А дальше – какой-то туманный угол, неразобранные чувства. Вслух сказать: она позвала. Но уже и сам придумал: да поехать навестить её в деревне, хоть и инжавинская ветка, хоть и на лошадях 12 вёрст.
Полковник очнулся:
– Слушайте, а почему вы на ней – раньше?… Просто не женились? До всякого инженера?
Ну вот. Самое простое, что ты так цепко понимаешь, – а другому иди объясняй.
– Да Георгий Михалыч, да ведь… Да как же?
Неужели сам не понимает?
Бережно сдвинул к окну подносик с самоваром. Стаканы тоже. Банку с вареньем.
– Так если вам уже пятый десяток? Если жизненные взгляды ваши совершенно устоялись? Если основа вашей жизни – независимость?
И вдруг лишиться душевного простора, досуга? Ты всё время ей что-то должен? Ты – уже не ты?
Оба локтя – прочно на столик. Голову – между ладонями. И – в угадываемый четвертьсвет:
– Да как же можно быть заверенным, что из женитьбы получится? Разве характер женщины разгадаешь до женитьбы? И – что тогда?… И если, вот, сирот вас осталось четверо, два брата, две сестры. Одна сестра больная, как говорится – с порчей. Другой – тоже никогда замуж не выйти. И младшего брата тоже ты в люди вытянул.
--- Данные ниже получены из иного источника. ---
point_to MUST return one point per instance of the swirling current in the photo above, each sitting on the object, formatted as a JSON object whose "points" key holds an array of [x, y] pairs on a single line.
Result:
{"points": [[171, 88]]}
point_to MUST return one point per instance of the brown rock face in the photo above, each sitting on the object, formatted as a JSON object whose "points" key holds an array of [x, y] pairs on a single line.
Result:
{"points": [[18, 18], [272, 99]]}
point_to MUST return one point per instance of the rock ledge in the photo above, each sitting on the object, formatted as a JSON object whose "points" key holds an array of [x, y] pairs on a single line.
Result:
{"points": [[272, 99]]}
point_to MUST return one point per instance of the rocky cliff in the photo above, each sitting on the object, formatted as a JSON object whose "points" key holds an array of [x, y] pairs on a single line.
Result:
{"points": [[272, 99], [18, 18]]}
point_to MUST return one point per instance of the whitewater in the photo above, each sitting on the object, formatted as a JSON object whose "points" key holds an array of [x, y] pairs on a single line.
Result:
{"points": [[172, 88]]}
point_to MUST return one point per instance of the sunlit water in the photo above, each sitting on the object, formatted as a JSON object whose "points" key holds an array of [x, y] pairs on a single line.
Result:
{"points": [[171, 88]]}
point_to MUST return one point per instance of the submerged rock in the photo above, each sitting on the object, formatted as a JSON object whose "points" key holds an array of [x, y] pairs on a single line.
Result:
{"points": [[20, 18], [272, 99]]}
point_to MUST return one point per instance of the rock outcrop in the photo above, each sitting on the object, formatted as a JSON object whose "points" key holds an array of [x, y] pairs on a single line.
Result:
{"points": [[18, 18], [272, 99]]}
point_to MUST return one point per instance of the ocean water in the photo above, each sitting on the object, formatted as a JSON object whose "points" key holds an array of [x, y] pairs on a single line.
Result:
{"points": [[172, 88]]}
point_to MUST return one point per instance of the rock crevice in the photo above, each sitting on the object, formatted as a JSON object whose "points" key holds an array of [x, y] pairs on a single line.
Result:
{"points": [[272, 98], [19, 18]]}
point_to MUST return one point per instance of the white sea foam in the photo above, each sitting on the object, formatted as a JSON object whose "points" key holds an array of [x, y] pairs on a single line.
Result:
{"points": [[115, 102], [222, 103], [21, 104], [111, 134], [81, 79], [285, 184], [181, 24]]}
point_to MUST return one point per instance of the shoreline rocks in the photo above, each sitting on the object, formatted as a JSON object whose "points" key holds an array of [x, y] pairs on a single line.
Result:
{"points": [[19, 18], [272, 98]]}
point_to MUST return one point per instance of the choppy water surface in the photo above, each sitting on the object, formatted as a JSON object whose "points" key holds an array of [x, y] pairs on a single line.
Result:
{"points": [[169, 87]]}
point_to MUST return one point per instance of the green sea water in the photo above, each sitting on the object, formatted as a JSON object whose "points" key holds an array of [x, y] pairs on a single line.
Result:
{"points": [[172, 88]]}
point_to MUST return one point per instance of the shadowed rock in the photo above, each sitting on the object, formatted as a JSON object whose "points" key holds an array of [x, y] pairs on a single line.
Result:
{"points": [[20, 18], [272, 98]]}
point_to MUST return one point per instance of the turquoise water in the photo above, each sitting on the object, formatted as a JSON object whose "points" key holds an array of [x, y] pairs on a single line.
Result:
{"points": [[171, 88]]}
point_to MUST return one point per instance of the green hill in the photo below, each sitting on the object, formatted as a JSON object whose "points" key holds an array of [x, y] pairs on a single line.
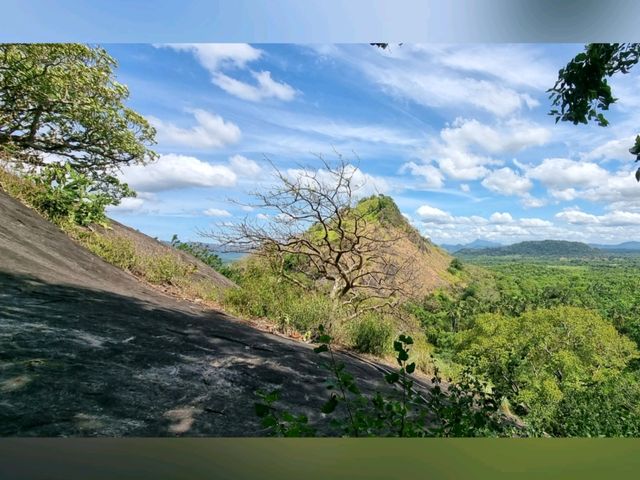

И ради них-то четырнадцать лет уроки задавал, уроки спрашивал, удушиться можно, а какой выход? За сирот – я отвечаю? Надел и дом – неделёные, от отца. Не на казачке жениться – как же так? А на простой казачке – мне теперь?… Да вот Петьку я усыновил, сейчас в реальном училище, славный будет казачок. Подрастёт – всю казацкую справу ему сгоношить, боевого коня, вьюк, тринадцать предметов, это кроме амуниции.